Cultural Biases and Misdiagnoses

Cultural biases about health and illness, and beliefs about which individuals and/or groups are most susceptible to one or another disorder is key among these factors. Clearly, both health care practitioners and patients have cultural backgrounds through which perceptions of each will be filtered.

This discussion, however, is focused on the biases of practitioners when observing their patients. Biases are prejudicial points of view focused upon an object represented by selected perceptions framed by a particular sociocultural background, such as racist beliefs about differences between Blacks and Whites in the United States.

The influences of biases on decision making are often unintentional, expressed unconsciously, and as a consequence may be difficult to control in the doctor-patient relationship (Watson, 1982, 1984).

Biases regarding African Americans

The beliefs about the African Americans are as follows:

  • Inherent Racial Susceptibility. It was once believed that high rates of hospitalization for the treatment of selected mental disorders among African Americans was due to an “inherent racial susceptibility” to certain kinds of psychopathology (Thomas & Sillin, 1972; Williams, 1986)
  • Low Rates of Depression. Some psychiatrists believed that African Americans, as a group, tended to have low rates of depression because of their historical social and educational oppression. Somehow, being oppressed and deprived functioned as a social psychological shield against depression: Blacks were less vulnerable because they had less to lose (Prange, 1962)

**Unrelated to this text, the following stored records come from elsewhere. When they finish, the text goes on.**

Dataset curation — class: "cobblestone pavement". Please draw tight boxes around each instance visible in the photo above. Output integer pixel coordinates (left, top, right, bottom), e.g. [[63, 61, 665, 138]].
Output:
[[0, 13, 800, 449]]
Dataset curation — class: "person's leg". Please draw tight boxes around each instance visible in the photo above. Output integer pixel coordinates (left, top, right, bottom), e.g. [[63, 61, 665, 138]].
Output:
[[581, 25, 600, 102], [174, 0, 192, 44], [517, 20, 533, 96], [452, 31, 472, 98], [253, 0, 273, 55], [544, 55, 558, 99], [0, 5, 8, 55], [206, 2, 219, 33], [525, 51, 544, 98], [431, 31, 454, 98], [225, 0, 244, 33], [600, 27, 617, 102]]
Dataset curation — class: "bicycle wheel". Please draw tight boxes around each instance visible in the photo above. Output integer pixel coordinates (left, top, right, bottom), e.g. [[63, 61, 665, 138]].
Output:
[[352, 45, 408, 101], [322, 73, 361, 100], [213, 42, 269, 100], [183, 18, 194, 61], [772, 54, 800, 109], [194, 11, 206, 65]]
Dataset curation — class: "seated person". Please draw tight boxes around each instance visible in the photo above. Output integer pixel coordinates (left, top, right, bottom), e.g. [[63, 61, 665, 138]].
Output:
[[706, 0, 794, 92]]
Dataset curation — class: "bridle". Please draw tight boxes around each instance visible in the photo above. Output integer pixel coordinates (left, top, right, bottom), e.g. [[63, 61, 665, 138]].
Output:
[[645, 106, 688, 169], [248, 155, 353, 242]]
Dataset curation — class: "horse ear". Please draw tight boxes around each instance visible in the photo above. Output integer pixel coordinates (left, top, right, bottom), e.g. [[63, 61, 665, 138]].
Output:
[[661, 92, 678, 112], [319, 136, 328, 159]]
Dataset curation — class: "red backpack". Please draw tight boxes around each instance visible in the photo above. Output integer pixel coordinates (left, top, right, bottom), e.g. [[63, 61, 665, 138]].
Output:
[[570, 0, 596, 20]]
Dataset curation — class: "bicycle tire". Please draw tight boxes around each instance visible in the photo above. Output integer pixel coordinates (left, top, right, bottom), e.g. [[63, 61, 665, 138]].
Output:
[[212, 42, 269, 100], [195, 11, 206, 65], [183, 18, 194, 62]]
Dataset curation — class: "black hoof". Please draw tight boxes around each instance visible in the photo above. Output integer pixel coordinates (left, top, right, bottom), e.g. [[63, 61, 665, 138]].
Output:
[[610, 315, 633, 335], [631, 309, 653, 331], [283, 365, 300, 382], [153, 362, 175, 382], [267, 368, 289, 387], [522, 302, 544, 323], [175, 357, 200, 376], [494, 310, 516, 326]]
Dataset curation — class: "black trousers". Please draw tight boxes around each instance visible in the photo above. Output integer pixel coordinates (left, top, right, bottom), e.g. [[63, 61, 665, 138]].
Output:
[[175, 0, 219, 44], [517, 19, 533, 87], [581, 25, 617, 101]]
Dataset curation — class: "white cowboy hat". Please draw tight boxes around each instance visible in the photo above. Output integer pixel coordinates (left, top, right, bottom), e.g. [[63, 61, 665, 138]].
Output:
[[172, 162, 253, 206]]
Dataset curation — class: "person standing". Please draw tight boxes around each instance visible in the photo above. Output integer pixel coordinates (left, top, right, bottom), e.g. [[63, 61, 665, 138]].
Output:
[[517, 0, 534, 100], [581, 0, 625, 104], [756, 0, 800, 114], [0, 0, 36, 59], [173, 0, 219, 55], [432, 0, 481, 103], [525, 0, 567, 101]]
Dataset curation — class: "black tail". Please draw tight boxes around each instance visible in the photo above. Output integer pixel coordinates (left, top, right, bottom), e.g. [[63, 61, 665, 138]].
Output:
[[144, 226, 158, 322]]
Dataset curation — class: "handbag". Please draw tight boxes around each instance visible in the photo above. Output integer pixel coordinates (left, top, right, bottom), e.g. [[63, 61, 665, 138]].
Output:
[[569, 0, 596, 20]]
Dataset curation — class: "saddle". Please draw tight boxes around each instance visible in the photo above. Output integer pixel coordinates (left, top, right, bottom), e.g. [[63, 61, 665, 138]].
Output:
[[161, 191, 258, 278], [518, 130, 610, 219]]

Research and studies reveal the following:

  • Epidemiological and etiological research have subsequently shown that depression and other illnesses are much more complex disorders than that suggested by the foregoing statements and must be carefully studied, including cross-cultural variations in symptoms of disorders before drawing conclusions and formulating treatment plans
  • The two most comprehensive community based studies, the Epidemiological Catchment Area (ECA) Survey (1980–1985) and the National Co-Morbidity Survey (1990–1992) contained only several hundred ethnic minority older adults (African American, American Indian and Alaskan Natives, Asian American and Pacific Islanders, or Hispanic Americans). Numerous authors have reported that misdiagnosis and clinical bias commonly occur in the psychiatric assessment of African American patients of all ages
  • Though some studies report that African Americans are more likely than white older adults to be diagnosed as schizophrenic and less likely to be diagnosed with mood disorders, ethnic differences in the prevalence of these disorders is reduced (Baker, 1997)
  • Other studies suggest that the failure to accurately diagnose symptoms of depression, manic depression and other mood and anxiety disorders among African Americans sometimes results from preconceived notions that Blacks are “happy-go-lucky” people or some other stereotype (Adebimpe, 1981; Poussaint, 1983; Williams, 1986)

Cultural insensitivity and deeply rooted prejudices, along with a lack of cross-cultural study by professionals focusing on the cultural backgrounds of their clients/patients, contribute to risks of misdiagnoses and inappropriate treatment plans, especially but not exclusively in the care of Black older adults with mental disorders.